My average daily screen-time is creeping up, week on week. There’s me nagging the boys in a post-Adolescence panic, and all the while my own screen addiction has oh-so-quietly unfurled its wicked tendrils and wrapped them around me.
I’ve just checked again and my daily average for last week, I am embarrassed to say, was three hours and fifty minutes. What am I even doing for that time?! I have set fifteen minute limits – which I actually keep to – on Instagram, LinkedIn and Facebook (yes, Facebook), my main time-wasters. That’s forty-five minutes – what am doing for the other three hours? Lets say I sleep for eight hours (wishful thinking, but we’ll stick to it for argument’s sake), that means I am awake for sixteen hours (Maths A’Level everyone). I am on my phone for 25% of my waking time? That can’t be right!

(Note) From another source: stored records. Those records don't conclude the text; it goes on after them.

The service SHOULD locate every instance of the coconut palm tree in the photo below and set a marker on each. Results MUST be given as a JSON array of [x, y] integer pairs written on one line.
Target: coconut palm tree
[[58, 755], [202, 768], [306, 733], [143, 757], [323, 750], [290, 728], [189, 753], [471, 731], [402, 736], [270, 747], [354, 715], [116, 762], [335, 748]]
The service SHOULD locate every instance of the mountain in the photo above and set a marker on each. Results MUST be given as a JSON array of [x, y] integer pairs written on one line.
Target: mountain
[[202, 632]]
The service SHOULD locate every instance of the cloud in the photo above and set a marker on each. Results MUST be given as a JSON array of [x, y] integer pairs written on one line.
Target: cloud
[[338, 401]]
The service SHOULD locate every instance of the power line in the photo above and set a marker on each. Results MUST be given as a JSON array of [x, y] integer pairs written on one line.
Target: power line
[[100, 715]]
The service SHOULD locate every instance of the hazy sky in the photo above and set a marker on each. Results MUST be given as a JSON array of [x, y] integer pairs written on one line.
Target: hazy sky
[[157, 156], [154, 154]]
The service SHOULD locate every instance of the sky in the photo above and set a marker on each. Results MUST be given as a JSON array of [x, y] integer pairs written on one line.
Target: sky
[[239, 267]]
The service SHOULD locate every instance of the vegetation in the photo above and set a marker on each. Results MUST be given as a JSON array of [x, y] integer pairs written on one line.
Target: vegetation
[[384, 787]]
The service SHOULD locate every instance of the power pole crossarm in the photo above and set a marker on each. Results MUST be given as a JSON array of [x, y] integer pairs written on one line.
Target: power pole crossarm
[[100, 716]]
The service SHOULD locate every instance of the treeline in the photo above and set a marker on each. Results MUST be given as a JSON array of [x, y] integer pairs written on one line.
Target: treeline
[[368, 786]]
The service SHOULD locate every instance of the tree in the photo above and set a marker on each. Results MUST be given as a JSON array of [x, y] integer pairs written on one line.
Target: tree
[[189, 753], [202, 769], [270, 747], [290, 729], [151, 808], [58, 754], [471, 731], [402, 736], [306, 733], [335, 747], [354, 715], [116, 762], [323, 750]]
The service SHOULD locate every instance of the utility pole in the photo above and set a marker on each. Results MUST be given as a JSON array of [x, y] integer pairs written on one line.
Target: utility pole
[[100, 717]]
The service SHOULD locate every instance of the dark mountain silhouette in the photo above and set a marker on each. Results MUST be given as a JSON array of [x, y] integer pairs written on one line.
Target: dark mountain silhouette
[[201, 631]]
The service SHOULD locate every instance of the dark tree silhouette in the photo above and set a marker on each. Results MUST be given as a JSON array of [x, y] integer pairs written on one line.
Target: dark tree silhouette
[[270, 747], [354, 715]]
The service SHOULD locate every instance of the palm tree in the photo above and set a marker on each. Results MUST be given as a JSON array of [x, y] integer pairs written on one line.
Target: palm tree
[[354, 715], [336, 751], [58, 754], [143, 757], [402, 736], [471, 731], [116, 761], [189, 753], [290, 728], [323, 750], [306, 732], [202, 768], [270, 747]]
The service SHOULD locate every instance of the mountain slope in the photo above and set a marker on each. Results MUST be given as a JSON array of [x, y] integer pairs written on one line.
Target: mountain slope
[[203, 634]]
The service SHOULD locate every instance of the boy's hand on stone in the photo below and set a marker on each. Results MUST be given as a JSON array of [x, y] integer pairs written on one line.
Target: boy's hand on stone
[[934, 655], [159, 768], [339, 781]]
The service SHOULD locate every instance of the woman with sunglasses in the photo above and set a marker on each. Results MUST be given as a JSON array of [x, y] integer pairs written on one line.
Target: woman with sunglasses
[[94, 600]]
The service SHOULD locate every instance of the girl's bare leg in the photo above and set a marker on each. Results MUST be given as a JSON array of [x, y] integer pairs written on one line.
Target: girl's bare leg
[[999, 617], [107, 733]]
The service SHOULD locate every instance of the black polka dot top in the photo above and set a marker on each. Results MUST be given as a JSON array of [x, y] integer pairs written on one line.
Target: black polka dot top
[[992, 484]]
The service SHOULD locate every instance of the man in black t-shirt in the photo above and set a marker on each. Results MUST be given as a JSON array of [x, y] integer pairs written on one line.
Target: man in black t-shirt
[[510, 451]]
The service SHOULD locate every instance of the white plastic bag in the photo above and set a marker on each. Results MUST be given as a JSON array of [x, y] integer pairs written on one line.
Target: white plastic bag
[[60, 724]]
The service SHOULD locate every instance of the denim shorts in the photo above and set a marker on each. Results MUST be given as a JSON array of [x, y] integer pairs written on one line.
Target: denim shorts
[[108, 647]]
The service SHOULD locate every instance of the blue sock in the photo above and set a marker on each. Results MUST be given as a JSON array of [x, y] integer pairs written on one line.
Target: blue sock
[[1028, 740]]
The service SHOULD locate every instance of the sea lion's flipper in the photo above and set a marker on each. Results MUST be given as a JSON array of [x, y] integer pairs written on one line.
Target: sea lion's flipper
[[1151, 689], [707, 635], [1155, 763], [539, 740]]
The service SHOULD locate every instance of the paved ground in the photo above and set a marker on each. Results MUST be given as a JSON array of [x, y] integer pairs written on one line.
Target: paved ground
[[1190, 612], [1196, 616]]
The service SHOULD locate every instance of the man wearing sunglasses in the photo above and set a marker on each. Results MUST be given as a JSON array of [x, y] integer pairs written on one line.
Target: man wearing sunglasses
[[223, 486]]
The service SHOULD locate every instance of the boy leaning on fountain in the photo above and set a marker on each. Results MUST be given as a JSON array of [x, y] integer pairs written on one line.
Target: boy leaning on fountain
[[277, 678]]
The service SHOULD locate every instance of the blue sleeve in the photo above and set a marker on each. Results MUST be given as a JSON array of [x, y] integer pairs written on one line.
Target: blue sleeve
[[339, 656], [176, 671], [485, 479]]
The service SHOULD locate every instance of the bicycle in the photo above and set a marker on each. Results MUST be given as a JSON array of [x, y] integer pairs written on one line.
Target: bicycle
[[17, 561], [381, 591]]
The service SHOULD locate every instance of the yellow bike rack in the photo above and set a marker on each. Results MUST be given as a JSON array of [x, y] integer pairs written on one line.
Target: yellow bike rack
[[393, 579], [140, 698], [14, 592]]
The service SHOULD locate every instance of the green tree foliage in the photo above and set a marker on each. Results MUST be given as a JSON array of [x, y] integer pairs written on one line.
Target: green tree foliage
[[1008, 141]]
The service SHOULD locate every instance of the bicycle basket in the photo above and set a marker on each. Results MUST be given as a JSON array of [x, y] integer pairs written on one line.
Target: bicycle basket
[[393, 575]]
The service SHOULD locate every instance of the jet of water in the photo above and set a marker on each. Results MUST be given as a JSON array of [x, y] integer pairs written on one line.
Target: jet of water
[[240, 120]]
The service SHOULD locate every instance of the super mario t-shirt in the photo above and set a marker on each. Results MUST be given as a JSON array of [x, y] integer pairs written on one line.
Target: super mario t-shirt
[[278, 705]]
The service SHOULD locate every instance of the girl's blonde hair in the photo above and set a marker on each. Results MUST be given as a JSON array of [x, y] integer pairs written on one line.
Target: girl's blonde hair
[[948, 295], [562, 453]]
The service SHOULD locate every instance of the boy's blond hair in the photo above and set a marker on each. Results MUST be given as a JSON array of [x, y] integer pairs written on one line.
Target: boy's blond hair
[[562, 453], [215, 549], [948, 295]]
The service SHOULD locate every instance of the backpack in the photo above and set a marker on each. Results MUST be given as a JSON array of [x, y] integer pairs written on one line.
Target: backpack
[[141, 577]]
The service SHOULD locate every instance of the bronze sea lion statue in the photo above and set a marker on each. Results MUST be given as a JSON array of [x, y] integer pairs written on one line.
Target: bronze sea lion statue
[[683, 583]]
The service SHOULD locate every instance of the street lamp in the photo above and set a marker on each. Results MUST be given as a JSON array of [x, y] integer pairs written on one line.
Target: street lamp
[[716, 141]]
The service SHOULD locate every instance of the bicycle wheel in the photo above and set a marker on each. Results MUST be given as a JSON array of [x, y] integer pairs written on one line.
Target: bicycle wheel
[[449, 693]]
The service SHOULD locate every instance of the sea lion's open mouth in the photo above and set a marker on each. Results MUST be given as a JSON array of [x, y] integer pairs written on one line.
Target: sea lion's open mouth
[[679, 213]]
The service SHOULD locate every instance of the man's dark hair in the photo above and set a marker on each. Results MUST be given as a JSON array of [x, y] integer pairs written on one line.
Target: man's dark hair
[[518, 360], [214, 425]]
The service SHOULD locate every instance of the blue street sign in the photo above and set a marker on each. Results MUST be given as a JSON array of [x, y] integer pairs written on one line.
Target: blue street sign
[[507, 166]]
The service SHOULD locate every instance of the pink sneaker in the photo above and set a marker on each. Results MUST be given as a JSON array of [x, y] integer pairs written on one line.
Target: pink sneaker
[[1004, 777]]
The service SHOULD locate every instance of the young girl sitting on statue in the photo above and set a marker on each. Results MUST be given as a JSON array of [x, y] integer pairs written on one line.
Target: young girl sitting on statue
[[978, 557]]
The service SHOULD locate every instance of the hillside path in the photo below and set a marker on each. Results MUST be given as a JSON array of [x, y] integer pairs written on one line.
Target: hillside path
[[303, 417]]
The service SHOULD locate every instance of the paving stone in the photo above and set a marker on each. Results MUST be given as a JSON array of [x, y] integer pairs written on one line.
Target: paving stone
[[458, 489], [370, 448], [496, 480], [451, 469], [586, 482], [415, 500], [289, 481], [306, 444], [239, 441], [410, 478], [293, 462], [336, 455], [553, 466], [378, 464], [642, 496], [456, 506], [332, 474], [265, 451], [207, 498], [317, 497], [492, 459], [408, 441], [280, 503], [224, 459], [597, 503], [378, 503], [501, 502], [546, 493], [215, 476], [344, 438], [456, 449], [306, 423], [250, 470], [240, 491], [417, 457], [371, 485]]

I do my online banking on my laptop, and my grocery shopping . I do some shopping on my phone, but anything admin-y is on my laptop, including all my writing. How am I filling the rest of that time? I don’t think my total even includes the podcasts I listen to (I think the screen has to be awake for it to count). Or my sixty minute bedtime meditation. I say sixty minutes, I only hear the first five minutes and then I’m asleep. For the rest of it she could be reading the back of a cereal box for all I know.
And the bit I can’t get my head round is this: it’s just a waste of time. I’m sure I’m looking things up, there’s some useful stuff in there. But all the things I could be doing if I wasn’t scrolling on my phone! All the things I say I haven’t got time to do: finishing my novel, doing regular strength training, drawing.
The reason I started to think about this is that Dylan came up with an idea for us as a family (including my sister and nephew) to do an art challenge. For us all to draw a version of the same picture, using whatever medium we want. Rules were: same picture, any medium, one hour. And I just spent the most glorious hour doing a drawing of my sister’s cat. I loved it and felt amazing afterwards. I felt content, calm and happy. Why do I not want to do more art? Why does screen-time pull me in so easily? It doesn’t make me feel as good! I don’t know the science behind it, dopamine hits blah blah blah, but why can’t I remember the feeling I get after I’ve been creative?
I need to do something, something has to change. After J’s death I was determined I would live life to its full. I was finally going to do all the things I hadn’t got round to doing yet – too busy being a mum, working, being in a relationship.
Some good must come of this. I can’t make big decisions right now, but I need to decide what is important in my life and make sure I don’t forget that life is short. I wrote that in the first week after he died. And now I’m on my own, it’s the perfect time to do it all, be the version of me I’ve always wanted to be (that sounds cheesy, but you know what I mean). And what am I doing? I’m wasting it on my stupid phone, while telling my kids to get off their stupid phones.
Enough, phone. I will beat you. I don’t know how, but I will. This is my accountability to say – do more writing, do more art, do less scrolling. Not for anyone else, but for me. I beat the habit/addiction of alcohol, surely I can do this? More art, less screen-time! Watch this space.